Healthcare delivery at the newly-constructed Fomena Government Hospital is being hampered, following unstable power supply to the health facility.This came to light when the Paramount Chief for Adansi Traditional Area, Opagyakotwere Bonsra Afriyie II, paid a working visit to the hospital.
Bringing to fore the challenges confronting the hospital, the administrator of the facility, Mr. Agyenim Boateng, expressed worry over the power situation in the hospital.
“We have observed that every evening, from 19:00-22:00 GMT, we encounter low voltage. The light goes and comes several times. It was horrible yesterday”, Mr Boateng said.
According to him, the hospital enjoys favourable power supply during the day, when residents in the area have left home for work. However, the challenge starts in the evening when people have closed from work.
“We do not have a problem working during the day, but we rather observe challenges in the evening, when people have closed from work, where the power is not stable,” he told Adansihene and his entourage.
“This development is having a toll on our automatic system, which goes off intermittently. If we do not protect this property, it would be destroyed”, he added.
He told the paramount chief and his entourage that the power consumption in the area had exceeded the capacity of the transformer serving the people. He subsequently pleaded with traditional authorities to engage the ECG to correct this challenge.
“We want them to provide the hospital with a special line, which solely serves the hospital”, he pleaded.
On her part, the medical superintendent of the Hospital, Dr Abena Yawson, appealed to the chiefs to engage the state to get them a Chemistry analyser to help the facility.
Dr Yawson also expressed worry over the exodus of health workers from the health sector for greener pastures, a development she indicated was affecting healthcare delivery.
This situation, according to her, creates a challenge since the state is not ready to recruit health workers.
She subsequently appealed to health workers who are seeking for transfer to consider coming to Fomena Government Hospital to work.
Opagyakotwere Bonsra Afriyie II acknowledged the complaints of the hospital. He, however, indicated that the traditional council was cash-trapped, citing low sales of land and low royalties as the cause of their budgetary constraint.
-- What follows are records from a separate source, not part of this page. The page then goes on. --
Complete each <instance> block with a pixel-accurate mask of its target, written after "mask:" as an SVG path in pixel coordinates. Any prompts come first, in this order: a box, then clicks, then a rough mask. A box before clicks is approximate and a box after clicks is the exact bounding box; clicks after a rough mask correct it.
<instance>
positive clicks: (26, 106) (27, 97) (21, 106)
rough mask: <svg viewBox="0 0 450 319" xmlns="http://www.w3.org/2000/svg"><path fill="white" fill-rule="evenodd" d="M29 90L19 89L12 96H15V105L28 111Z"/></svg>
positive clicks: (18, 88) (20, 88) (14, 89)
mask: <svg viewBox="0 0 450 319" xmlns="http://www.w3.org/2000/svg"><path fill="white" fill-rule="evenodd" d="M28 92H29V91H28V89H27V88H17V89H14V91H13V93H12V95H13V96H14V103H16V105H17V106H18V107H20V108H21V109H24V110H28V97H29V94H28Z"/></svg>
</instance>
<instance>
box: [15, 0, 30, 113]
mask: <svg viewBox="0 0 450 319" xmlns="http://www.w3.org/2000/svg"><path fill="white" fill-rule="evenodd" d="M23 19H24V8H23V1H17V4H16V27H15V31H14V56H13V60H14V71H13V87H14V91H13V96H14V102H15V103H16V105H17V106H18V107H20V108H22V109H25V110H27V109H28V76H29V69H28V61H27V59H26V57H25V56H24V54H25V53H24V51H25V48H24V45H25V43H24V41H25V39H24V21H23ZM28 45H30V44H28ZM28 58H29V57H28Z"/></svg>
He bemoaned why fifty-five percent of the royalties that used to come to the traditional council and used for developmental projects have been given to the assemblies.
“We do not have areas where we sell land for GH40,000 and the likes, so source of revenue has been tough for us”, he indicated.
“Since the whites came for large deposits of our gold,every government that comes to power has its focus on our resources; Government takes ninety percent and the meagre royalties, which we used to enjoy from the minerals has been ten percent, and it goes to the stool lands,” Opagyakotwere Bonsra Afriyie II lamented.